Hindenburg Research, which had in a
January 2023 report alleged stock market manipulations and accounting fraud at
the Adani group, said it has received a show cause notice from the Indian
markets regulator SEBI over gains made from betting on the conglomerate's
shares.
The US short seller said it had
disclosed that it had bets against the group, adding that its gains were only
over USD 4 million. Calling the Securities and Exchange Board of India's (SEBI)
show cause notice as attempted intimidation, Hindenburg asked why the market
regulator did not name Kotak.
SEBI's notice "conspicuously
failed to name the party that has an actual tie to India: Kotak Bank, one of
India's largest banks and brokerage firms founded by Uday Kotak, which created
and oversaw the offshore fund structure used by our investor partner to bet
against Adani," Hindenburg said.
Instead the regulator simply named
the K-India Opportunities fund and "masked the 'Kotak' name with the
acronym 'KMIL'," it added. KMIL refers to Kotak Mahindra Investments Ltd,
an asset management company.
The January 2023 report, that led
to a rout in Adani shares that at one point saw more than USD 150 billion being
wiped out from market value of the 10 listed companies, earned a gross revenue
of about USD 4.1 million through gains related short positions created from
"one investor relationship" and about "USD 31,000 through our
own short of Adani US bonds," Hindenburg said.
It, however, did not name the
investor.
SEBI did not immediately offer any
comments on the Hindenburg claims while representatives for Kotak did not
immediately respond to requests for comment. "Uday Kotak, founder of the
bank, personally led SEBI's 2017 Committee on Corporate Governance. We suspect
SEBI's lack of mention of Kotak or any other Kotak board member may be meant to
protect yet another powerful Indian businessman from the prospect of scrutiny,
a role SEBI seems to embrace," Hindenburg said.
The US short seller said it
received a 46-page show cause notice from SEBI on 27 June.
Hindenburg said it was short on
Adani shares "through a deal with an investor partner who was indirectly
short Adani derivatives through a non-Indian, offshore fund structure". That
it was short on Adani shares was fully disclosed, it said.
On 24 January, 2023, Hindenburg
published a report alleging stock manipulation and accounting fraud at the
Adani group, calling it "the largest con in corporate history", ahead
of a proposed Rs 20,000 crore share sale by Adani Enterprises - the group's
flagship firm.
Adani Group repeatedly denied the
Hindenburg report, calling it malicious and baseless. The conglomerate has
recovered bulk of the stock losses since.
The Supreme Court in January this
year ruled that the Adani Group won't face any further investigations beyond
SEBI's current scrutiny, which spanned a probe into tax haven use and stock
manipulation.
Hindenburg termed the SEBI show
cause notice as "nonsense" and "concocted to serve a
pre-ordained purpose: an attempt to silence and intimidate those who expose
corruption and fraud perpetrated by the most powerful individuals in India."

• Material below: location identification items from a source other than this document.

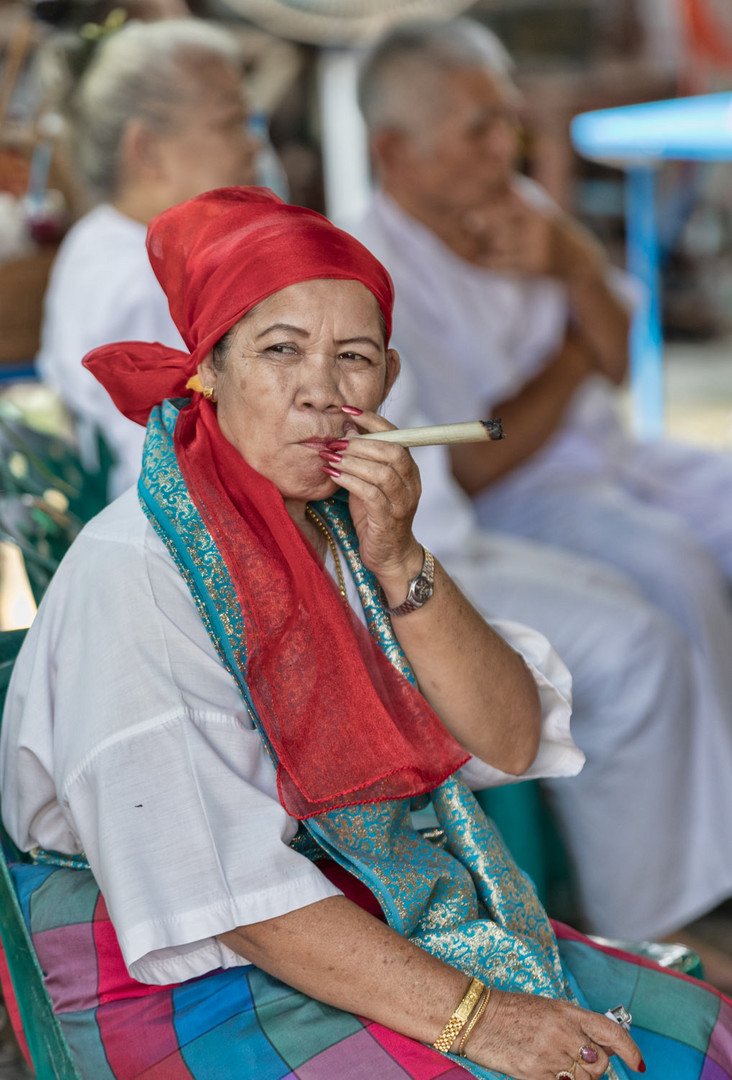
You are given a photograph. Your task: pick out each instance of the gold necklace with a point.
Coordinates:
(341, 583)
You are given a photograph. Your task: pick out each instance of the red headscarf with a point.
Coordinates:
(344, 725)
(216, 257)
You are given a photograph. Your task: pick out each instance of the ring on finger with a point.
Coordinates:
(587, 1054)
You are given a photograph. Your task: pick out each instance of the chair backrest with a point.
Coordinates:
(46, 1043)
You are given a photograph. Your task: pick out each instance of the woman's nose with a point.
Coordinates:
(320, 387)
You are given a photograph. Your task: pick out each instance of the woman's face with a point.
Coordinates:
(292, 363)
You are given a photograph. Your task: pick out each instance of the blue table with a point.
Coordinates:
(637, 138)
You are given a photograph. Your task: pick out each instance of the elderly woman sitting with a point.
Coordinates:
(274, 671)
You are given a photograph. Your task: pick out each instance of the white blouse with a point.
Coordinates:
(125, 737)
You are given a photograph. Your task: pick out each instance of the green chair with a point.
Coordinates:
(48, 1047)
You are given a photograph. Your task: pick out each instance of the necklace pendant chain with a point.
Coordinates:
(326, 532)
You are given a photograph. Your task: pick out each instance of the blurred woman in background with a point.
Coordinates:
(158, 116)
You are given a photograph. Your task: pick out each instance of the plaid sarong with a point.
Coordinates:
(245, 1024)
(236, 1023)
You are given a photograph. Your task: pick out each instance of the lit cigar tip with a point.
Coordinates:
(495, 428)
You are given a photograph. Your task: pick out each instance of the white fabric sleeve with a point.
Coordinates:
(558, 755)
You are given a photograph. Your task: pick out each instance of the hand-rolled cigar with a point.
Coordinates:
(439, 434)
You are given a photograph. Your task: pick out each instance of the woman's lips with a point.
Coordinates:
(319, 442)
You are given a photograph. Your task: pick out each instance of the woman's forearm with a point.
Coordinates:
(340, 955)
(476, 683)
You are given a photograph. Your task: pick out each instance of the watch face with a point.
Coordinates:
(422, 590)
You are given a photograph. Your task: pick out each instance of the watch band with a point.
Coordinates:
(421, 588)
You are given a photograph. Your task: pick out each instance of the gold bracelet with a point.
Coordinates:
(459, 1017)
(476, 1016)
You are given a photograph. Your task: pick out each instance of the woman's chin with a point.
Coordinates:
(310, 488)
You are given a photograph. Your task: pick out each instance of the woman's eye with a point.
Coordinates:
(354, 355)
(282, 349)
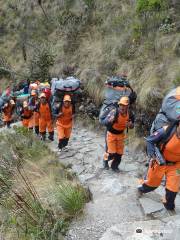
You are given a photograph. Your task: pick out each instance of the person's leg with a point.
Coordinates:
(116, 162)
(105, 157)
(67, 134)
(37, 130)
(50, 130)
(42, 129)
(172, 186)
(61, 135)
(111, 147)
(153, 178)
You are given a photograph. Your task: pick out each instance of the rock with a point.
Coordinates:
(78, 169)
(112, 186)
(142, 230)
(84, 178)
(150, 206)
(128, 167)
(81, 108)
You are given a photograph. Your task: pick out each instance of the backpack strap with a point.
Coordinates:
(168, 135)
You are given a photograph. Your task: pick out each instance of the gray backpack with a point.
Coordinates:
(169, 112)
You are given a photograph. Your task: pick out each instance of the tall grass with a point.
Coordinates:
(30, 212)
(72, 198)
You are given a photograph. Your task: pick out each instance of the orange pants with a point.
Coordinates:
(43, 124)
(115, 143)
(63, 132)
(25, 123)
(34, 120)
(156, 173)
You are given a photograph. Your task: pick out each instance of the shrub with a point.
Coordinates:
(151, 5)
(42, 59)
(177, 80)
(72, 198)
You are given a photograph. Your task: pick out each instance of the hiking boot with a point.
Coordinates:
(105, 165)
(139, 193)
(65, 149)
(116, 170)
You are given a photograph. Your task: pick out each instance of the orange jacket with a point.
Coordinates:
(26, 114)
(7, 113)
(121, 122)
(172, 149)
(45, 112)
(65, 120)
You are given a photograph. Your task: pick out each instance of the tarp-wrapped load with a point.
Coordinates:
(3, 99)
(170, 110)
(115, 88)
(70, 85)
(61, 87)
(22, 97)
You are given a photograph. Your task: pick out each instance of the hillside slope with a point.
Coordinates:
(98, 38)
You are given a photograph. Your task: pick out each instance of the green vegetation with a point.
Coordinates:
(151, 5)
(97, 38)
(72, 198)
(38, 196)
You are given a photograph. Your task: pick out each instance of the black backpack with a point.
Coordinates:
(168, 135)
(113, 108)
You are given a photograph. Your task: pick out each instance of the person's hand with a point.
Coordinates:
(130, 125)
(60, 114)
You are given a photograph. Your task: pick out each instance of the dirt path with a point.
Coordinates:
(116, 211)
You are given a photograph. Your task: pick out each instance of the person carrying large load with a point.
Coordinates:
(32, 104)
(7, 112)
(115, 114)
(65, 95)
(45, 118)
(64, 122)
(163, 149)
(26, 115)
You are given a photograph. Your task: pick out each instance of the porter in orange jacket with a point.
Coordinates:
(33, 103)
(45, 118)
(171, 169)
(7, 112)
(115, 136)
(26, 115)
(64, 122)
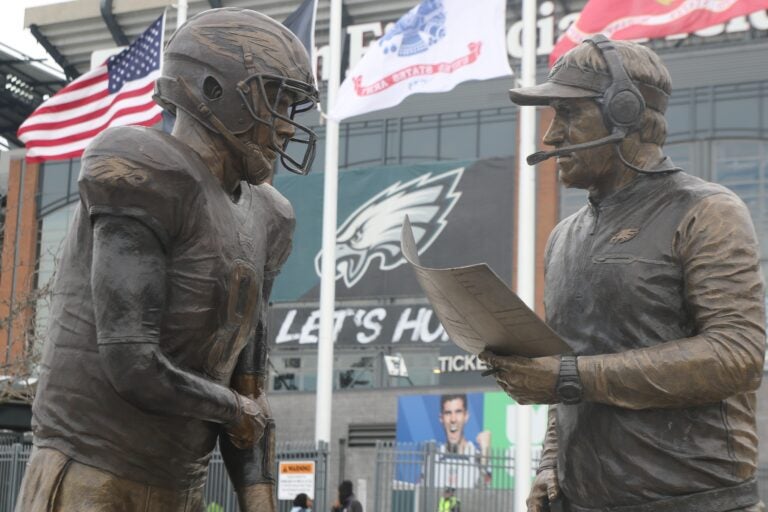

"After 1.5 years Of investigation, SEBI identified zero factual
inaccuracies with our Adani research. Instead, the regulator took issue with
things like our use of the word 'scandal' when describing multiple prior
instances of Adani promoters being charged with fraud by Indian regulators, and
our quoting of an individual that alleged SEBI is corrupt and works 'hand in
glove' with conglomerates like Adani to help it skirt regulations," it
said.
The US firm said the show cause
notice does resolve some questions: "Did Hindenburg work with dozens of
firms to short Adani, making hundreds of millions of dollars? No - We had one
investor partner, and net of costs we may barely come out above breakeven on
our Adani short. "Our work on Adani was never justifiable from a financial
or personal safety perspective, but it is by far the work we are most proud
of," it said. "To this day, Adani has still failed to address the
allegations in our report, instead providing a response that ignored every key
issue we raised and has offered blanket denials of subsequent media
allegations," it said, adding that its January 2023 report had
"provided evidence of a vast network of offshore shell entities controlled
by (group chairman) Gautam Adani's brother, Vinod Adani, and close
associates."
"We detailed how billions were
surreptitiously moved through these entities, into and out of Adani public and
private entities, often without related-party disclosures," it said.
On the SEBI notice, it said,
"Much of the notice seemed designed to imply that our legal and disclosed
investment stance was something secret or insidious, or to advance novel legal
arguments claiming jurisdiction over us. Note that we are a US-based research
firm with zero Indian entities, employees, consultants or operations."
The regulator, it said, claimed
that the disclaimers in the report were misleading because the firm was
"indirectly participating in the Indian securities market." "This
wasn't a mystery, virtually everyone on earth knew we were short Adani because
we prominently and repeatedly disclosed it," it said.